The people or voters unrealistically and unfailingly expect it, and the politicians are therefore expected to deliver it by all means conceivable whether virtuous or less so. But it is exactly this desperate attempts to close the unavoidable only-human mismatch/shortfall and project that invulnerability image at all costs that destroy both the office-holder and the trust the people reposed on him.

As such, the desperate bridging of this mismatch/shortfall can wreck havoc in the mind of the public office holder, and deepen the cognitive dissonance or perpetuate the self-delusion or confirmation bias. 

We are only humans after all, and we stumble and fall occasionally. Politicians, pastors and common folks, we are all fallible. We bleed when we fall down, and at times, we crash and breakdown too.

In the premises, to say, insist or paint an impression that one side of this siblings fallout is unimpeachable, fully exonerated, and blameless, and the other side is deeply flawed, wholly mistaken, and fully blameworthy, is to perpetuate this insidious mismatch or delusion, and fall into its trap.

Nothing can be resolved if each fraction keeps insisting they are right and blame the other fraction for everything. It is also highly impossible to maintain that uncompromising position given that the mutual incrimination between the siblings seems to point to shortcomings, misunderstanding, personal faults and errors of judgment on BOTH SIDES.

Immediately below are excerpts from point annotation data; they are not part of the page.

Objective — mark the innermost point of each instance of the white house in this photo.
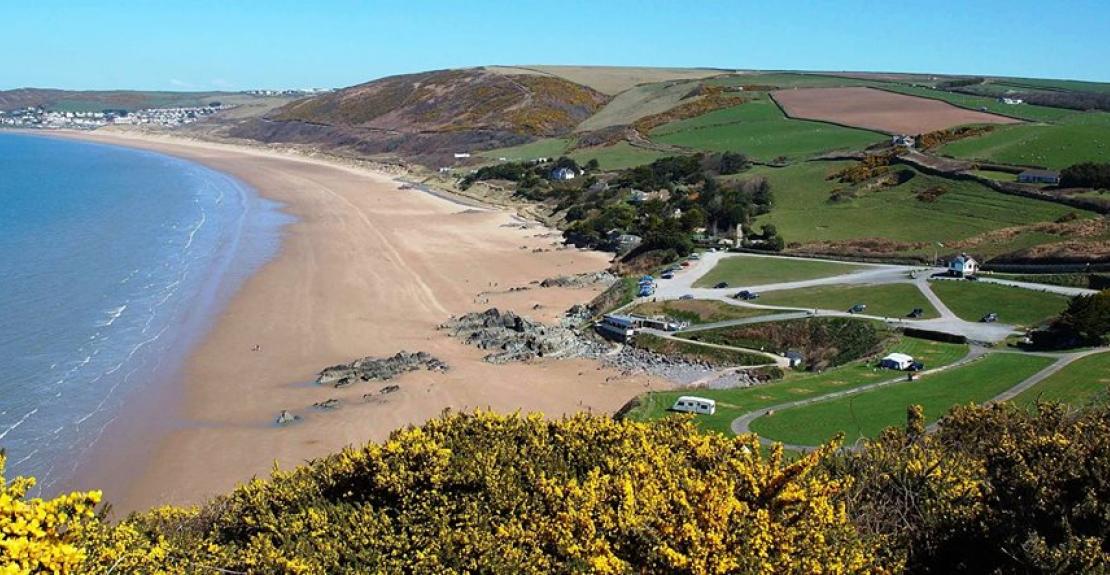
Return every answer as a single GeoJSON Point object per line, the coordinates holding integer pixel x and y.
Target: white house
{"type": "Point", "coordinates": [902, 140]}
{"type": "Point", "coordinates": [564, 173]}
{"type": "Point", "coordinates": [693, 404]}
{"type": "Point", "coordinates": [962, 265]}
{"type": "Point", "coordinates": [897, 361]}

And now, to rope in reinforcements from and for one side by presenting one side of the story to the exclusion of the other (or at least to be perceived that way) is never a wise step towards bringing closure to the largely private dispute. It only escalates the feud and divide the family further.

Alas, to me, the issue has never been in the first place about preserving the Oxley house by virtue of legislation, or in the interest of the State.

The issue however is first and foremost always about, on the one side, complying with father's wish, carrying it out, and respecting the roles of the joint executors, and on the other side, seeking understanding to preserve the Oxley house, discussing and reconciling father's wish with the possible preservation of Oxley house in a private, frank and amicable manner, and giving each side the time and space to consider and resolve the issue, and most importantly, doing all that while bearing the founding fathers' overriding goal in mind, that is, always be protecting and preserving family relationship and the nation's peace, stability and harmony.

In other words, all parties are to never lose sight of the big picture. And on this, I take my cue from Ho Ching, whom I guess felt the elephant, and for a brief moment of clarity caught her true image, when she said this to the younger siblings:-

"I hope that whatever you are upset about, you will have the heart to remember what papa and mama would have wanted most for the family and for Singapore."

Well, methinks that big-hearted mindset applies to the other side of the divide too. It thus takes an open mind, a forgiving heart and deep understanding to call an elephant an elephant, deal with the issue at hand, and hopefully, move forward from there. And it always, without fail, proceeds with an apology from both sides to kick-start the road to personal and national recovery. 

Because ultimately, we do not want to end up "demolishing the family just so that the house could be preserved for posterity." Cheerz.